EVERY SINGLE JET IS DEAD. THAT'S WHY THE WAR IS OVER. WE AREN'T GIVING UP, WE ARE IN FUCKING KILLING SPREE LIMBO. NOW GROW A GODDAMN SACK AND FIND SOME OTHER SHIT TO FUCK UP, SHARK SOLDIERS. JESUS FUCKING CHRIST.
THE LEGACY OF SHARK-ARMY WILL LIVE ON IN YOUR HEARTS. BYE. FOR REAL THIS TIME.
-OMEGA *PhiTuS
WHAT. YOU FUCKERS STILL HERE? THE WAR AGAINST THE JETS ENDED OVER A YEAR AGO. WE GOT NOTHIN TO KILL ANYMORE. GET ON WITH YOUR LIVES. ...'cause the leaders already have...
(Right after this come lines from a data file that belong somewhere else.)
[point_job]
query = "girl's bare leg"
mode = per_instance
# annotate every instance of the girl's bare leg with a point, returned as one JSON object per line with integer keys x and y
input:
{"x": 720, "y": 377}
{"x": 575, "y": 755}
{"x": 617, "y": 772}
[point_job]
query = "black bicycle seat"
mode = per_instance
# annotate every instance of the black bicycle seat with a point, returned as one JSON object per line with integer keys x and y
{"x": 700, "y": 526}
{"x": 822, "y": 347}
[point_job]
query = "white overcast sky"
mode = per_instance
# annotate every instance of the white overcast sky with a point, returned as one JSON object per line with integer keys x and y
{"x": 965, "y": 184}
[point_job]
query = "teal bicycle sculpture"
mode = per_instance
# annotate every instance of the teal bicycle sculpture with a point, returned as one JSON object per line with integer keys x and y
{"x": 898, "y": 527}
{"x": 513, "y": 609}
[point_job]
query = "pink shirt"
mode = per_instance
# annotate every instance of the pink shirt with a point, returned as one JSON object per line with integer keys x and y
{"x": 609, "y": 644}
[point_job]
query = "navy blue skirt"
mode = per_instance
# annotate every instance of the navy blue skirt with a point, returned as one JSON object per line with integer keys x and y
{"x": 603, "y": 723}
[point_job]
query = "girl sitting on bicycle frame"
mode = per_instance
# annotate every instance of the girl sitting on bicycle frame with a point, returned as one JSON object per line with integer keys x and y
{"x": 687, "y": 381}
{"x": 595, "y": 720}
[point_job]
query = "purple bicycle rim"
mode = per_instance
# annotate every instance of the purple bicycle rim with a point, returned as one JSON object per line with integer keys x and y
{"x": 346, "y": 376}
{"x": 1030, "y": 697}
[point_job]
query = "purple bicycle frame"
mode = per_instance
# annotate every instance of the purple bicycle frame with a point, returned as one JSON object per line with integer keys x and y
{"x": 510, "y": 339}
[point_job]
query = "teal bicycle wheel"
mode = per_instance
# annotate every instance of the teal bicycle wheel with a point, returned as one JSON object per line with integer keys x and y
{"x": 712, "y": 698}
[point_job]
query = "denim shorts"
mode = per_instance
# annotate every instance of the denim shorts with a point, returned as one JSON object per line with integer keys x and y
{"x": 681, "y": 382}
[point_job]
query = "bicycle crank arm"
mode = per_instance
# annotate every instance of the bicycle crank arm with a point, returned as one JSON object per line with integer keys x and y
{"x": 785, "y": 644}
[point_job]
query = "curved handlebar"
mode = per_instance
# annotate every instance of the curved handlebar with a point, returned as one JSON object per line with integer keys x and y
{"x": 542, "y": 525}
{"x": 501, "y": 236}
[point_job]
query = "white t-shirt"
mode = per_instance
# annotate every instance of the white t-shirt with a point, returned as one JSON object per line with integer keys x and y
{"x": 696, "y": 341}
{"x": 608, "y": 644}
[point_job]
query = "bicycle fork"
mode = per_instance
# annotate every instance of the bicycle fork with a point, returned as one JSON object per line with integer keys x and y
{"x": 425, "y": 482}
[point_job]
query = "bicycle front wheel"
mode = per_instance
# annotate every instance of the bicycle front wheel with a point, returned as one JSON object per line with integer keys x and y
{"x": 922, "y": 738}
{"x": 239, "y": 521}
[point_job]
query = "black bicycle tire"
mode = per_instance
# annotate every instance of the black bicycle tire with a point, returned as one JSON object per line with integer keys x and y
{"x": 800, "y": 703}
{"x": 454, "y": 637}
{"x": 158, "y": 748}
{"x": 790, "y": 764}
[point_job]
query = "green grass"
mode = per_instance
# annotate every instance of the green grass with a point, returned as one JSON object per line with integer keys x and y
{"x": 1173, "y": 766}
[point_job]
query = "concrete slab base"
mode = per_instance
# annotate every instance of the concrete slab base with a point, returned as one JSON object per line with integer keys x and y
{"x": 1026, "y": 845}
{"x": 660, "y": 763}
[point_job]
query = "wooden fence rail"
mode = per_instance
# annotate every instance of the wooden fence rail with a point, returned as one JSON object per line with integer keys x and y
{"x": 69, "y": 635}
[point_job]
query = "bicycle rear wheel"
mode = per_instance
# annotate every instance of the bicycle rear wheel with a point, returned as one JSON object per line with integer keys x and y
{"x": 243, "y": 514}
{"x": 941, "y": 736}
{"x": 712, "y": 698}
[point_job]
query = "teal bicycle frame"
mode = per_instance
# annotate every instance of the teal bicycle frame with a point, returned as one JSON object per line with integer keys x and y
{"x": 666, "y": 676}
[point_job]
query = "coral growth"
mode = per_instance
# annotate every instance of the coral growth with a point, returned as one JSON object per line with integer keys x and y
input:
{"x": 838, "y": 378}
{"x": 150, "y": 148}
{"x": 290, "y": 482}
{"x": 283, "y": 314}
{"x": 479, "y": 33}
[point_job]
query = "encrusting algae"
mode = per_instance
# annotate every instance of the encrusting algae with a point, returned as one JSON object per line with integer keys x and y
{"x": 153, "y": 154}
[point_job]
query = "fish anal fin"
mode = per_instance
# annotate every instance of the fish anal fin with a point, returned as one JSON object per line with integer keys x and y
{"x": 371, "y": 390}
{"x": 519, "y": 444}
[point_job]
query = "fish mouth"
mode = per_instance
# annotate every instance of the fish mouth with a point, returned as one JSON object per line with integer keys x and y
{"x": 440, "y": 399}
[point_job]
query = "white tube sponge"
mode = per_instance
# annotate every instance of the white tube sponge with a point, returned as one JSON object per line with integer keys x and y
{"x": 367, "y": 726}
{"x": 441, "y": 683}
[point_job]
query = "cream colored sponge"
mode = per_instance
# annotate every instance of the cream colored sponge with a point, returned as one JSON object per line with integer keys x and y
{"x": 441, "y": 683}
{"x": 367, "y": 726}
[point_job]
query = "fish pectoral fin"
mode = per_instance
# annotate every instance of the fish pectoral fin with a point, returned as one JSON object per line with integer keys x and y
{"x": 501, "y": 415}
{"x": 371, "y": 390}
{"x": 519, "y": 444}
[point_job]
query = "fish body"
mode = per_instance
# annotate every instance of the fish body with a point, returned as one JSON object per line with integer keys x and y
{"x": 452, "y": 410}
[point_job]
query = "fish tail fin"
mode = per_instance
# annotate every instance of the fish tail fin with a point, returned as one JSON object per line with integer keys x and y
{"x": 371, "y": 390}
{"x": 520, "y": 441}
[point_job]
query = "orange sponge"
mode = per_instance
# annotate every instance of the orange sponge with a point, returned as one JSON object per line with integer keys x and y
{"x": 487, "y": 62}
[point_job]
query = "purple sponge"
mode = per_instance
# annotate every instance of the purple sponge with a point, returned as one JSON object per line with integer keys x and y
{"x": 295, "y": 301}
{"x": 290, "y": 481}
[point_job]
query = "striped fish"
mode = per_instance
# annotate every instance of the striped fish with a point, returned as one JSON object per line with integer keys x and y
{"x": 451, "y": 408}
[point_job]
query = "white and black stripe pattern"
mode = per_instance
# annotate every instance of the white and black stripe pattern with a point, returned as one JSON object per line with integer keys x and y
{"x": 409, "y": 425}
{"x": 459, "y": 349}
ANYWAY, THE GRANDMASTER SHARKS ~Evil-Stan and *PhiTuS ARE HEREBY DECLARING SHARK-ARMY TO BE OFFICIALLY DISBANDED.
HEY, DON'T PUSSY OUT ON US NOW, BECAUSE NOW THERE'S THIS OTHER AWESOME EXTREME CLUB. A SPIRITUAL SUCCESSOR TO SHARK-ARMY, IF YOU WILL.
THE SOCIETY OF ~ManlyMens -->
SO GOODBYE, AND GOOD LUCK. LONG LIVE SHARK ARMY.